At Stock they combine a largely unchanged process of making clothes on old school machinery (and by hand) with the very modern power of social media. Partnering with local people (designers, bloggers, tastemakers), Stock puts designs up on its website and ask people whether or not they’re interested. If enough people buy in, the object (shirts, ties, you name it) gets made and sold at a price without a retail markup.

So far Tierney says most of the designs have attracted enough buyers to be made. As for the future, he says if things take off, they have plenty of room to grow. Between uniforms and designs (which are still a tiny part of their output), the factor generates about $1 million in revenue annually. But Tierney thinks they have the capacity to expand to about $10 million annually in their current space

The bigger question may be whether Tierney and his partners can sustain their own energy. “Running a factory, managing its production, is brutal,” Tierney said, adding that it isn’t all that easy for newcomers like him. “[To do it well] you have to do have done so for a long time, back in the heyday of Chicago production.”

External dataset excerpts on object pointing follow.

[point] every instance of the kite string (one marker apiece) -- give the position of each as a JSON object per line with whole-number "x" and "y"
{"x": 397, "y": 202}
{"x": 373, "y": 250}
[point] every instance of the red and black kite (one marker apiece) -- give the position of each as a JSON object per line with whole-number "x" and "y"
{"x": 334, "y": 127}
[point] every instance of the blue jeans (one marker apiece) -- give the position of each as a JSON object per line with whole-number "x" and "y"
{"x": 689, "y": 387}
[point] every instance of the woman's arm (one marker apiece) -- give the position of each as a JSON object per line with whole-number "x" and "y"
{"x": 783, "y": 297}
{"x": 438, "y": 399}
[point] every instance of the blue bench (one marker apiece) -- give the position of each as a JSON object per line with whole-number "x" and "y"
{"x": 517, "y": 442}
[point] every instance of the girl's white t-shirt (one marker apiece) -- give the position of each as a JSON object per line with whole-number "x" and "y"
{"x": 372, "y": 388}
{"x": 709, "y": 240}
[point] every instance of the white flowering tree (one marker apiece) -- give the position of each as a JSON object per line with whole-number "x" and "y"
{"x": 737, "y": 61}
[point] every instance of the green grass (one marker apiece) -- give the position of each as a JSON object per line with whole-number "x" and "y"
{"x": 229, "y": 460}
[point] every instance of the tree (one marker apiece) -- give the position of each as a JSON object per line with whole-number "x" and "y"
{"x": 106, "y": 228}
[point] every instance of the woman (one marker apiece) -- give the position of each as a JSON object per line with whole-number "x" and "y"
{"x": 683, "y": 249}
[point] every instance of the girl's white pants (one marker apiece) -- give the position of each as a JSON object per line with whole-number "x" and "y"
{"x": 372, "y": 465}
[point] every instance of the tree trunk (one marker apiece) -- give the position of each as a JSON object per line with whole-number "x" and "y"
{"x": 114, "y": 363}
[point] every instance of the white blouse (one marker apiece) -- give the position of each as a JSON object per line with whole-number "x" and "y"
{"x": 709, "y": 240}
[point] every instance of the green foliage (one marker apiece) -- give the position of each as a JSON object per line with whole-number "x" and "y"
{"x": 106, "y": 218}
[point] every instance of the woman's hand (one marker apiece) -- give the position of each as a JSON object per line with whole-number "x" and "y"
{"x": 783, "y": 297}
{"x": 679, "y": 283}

So, clearly a shift in our clothes consumption isn’t going to be easy - for anyone involved. And I’m not saying buying a locally made, button-down shirt can make up for all the deaths at the Rana Plaza complex in Bangladesh. What could, short of criminal proceedings, alongside a wholesale overhaul of our global clothing economy?

Plus, buying local or handmade clothing may not even be the best solution. Some think moving to a fully automated manufacturing process might be the way to bring back an affordable, safe and sustainable garment economy in the United States.

But what do you think? How - and where - do you shop for clothes? Do you care about sustainable or organic fashion? Would you give your businesses that make clothes locally, even if the prices are higher? And if you don’t, what would make you change your mind?